SPIRITUAL MATURITY. Naturally, I grew spiritually to a great degree. But more than that, I learned true charity and what it feels like to work under the influence of the Spirit. Not the infrequent, far-between experiences I had had before I left on my mission. But what it felt to be truly guided by the Lord in my actions. Being able to recognize that as a missionary has allowed me to know when it is missing from my post-mission life and has shown me what I need to do to regain it.

PARENTING. I can recognize on almost a daily basis how serving a mission has allowed me to be a better mother than I would have been had I not served. I have greater patience for my children's antics. I have greater emotional control when they test me. And I have a clearer mindset for what the most important things are for my children to learn, something that is very dear to me. They must know that I love them, that their Savior loves them, and that He is available to them always. Certainly something I knew before I ever served a mission, but something that is indelibly imprinted in my mind now in a way that surely would have taken decades to obtain.

WIFING. I don't know if I could even count the number of times I have recognized a marital issue and then handled it better because of things I learned on my mission. This heading alone would have been reason enough to serve. Being married isn't easy, but oh, my, how much easier and more rewarding is it because of my service.

In all of these topics, I have spoken in generalities, for brevity's sake. Allow me to interject a single example of how one experience specifically blessed me for years and years to follow as a wife.

I had difficulties with one of my companions. They were unkind to me and it was difficult to not show a growing resentment. During this time, however, I read this talk by Elder Holland. In it, I felt extremely impressed to not allow a single word of unkindness come out of my mouth. Again, this was a trying time for me. But miraculously, through prayer and an increased ability from the Lord, I never voiced unkind words for this companion, regardless of their actions towards me. This was an incredibly difficult life skill to master, but I have used it time and time again in my marriage to bite back angry words.
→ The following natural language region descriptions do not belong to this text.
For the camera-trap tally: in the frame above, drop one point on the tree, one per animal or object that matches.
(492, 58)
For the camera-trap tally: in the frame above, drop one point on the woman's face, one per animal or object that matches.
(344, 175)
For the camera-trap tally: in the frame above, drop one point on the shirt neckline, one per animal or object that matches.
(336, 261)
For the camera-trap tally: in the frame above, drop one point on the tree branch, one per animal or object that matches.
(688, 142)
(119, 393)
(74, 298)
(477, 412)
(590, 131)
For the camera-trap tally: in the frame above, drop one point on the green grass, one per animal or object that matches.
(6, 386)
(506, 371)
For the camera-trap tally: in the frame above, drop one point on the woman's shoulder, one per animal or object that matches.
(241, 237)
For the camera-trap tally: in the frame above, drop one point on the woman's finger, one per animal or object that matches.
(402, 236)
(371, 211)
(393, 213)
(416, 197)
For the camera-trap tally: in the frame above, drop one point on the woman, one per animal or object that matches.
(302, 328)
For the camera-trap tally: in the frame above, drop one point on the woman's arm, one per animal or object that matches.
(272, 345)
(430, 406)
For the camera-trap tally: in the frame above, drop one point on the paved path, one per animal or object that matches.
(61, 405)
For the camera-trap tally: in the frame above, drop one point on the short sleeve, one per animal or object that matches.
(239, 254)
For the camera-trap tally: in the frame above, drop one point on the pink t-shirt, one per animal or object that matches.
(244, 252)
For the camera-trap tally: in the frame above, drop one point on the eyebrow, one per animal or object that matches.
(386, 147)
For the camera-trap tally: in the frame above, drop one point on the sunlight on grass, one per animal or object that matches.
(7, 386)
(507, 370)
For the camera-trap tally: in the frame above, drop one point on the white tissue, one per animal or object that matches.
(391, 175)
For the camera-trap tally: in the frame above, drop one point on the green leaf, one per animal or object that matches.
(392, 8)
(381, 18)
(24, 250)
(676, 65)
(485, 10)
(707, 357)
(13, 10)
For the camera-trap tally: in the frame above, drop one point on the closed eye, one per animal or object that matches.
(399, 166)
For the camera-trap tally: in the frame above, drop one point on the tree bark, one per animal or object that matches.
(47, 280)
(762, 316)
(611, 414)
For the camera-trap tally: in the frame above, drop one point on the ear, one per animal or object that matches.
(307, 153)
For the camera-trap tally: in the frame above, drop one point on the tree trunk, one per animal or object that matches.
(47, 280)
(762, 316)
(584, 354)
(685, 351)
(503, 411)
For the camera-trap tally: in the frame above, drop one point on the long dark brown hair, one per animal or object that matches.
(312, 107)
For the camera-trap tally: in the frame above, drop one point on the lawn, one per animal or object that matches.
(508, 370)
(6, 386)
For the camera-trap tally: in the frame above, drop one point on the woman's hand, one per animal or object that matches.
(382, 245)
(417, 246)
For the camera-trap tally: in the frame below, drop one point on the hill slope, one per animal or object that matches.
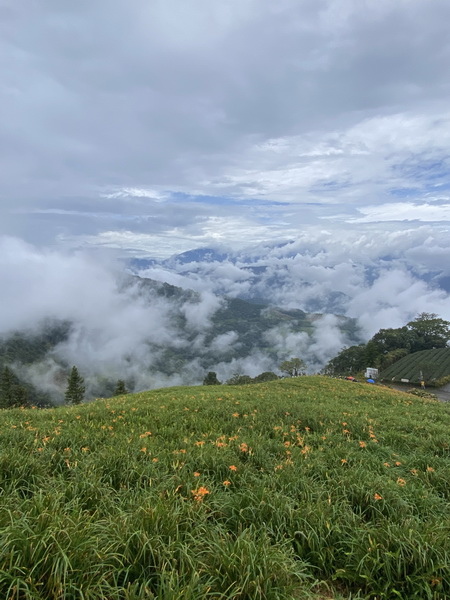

Every time, once a day or two has passed, and I re-visit my unkind thoughts. I can only thank the Lord that I did not speak them to my husband because, guess what? When I'm angry, I think mean things that I truly don't mean! What a boon to be able to not speak every word that crosses my mind. This skill alone was worth serving a mission.

HUMILITY. PATIENCE. EMOTIONALLY. I could go on and on and on. The ways in which I have been blessed for my service are almost countless.

And so in that I was wrong- I thought that me serving a mission would be a great boon to all who came in contact with me. Instead, I was blessed, loved, and continue to be blessed in far greater measures than I could ever have imagined.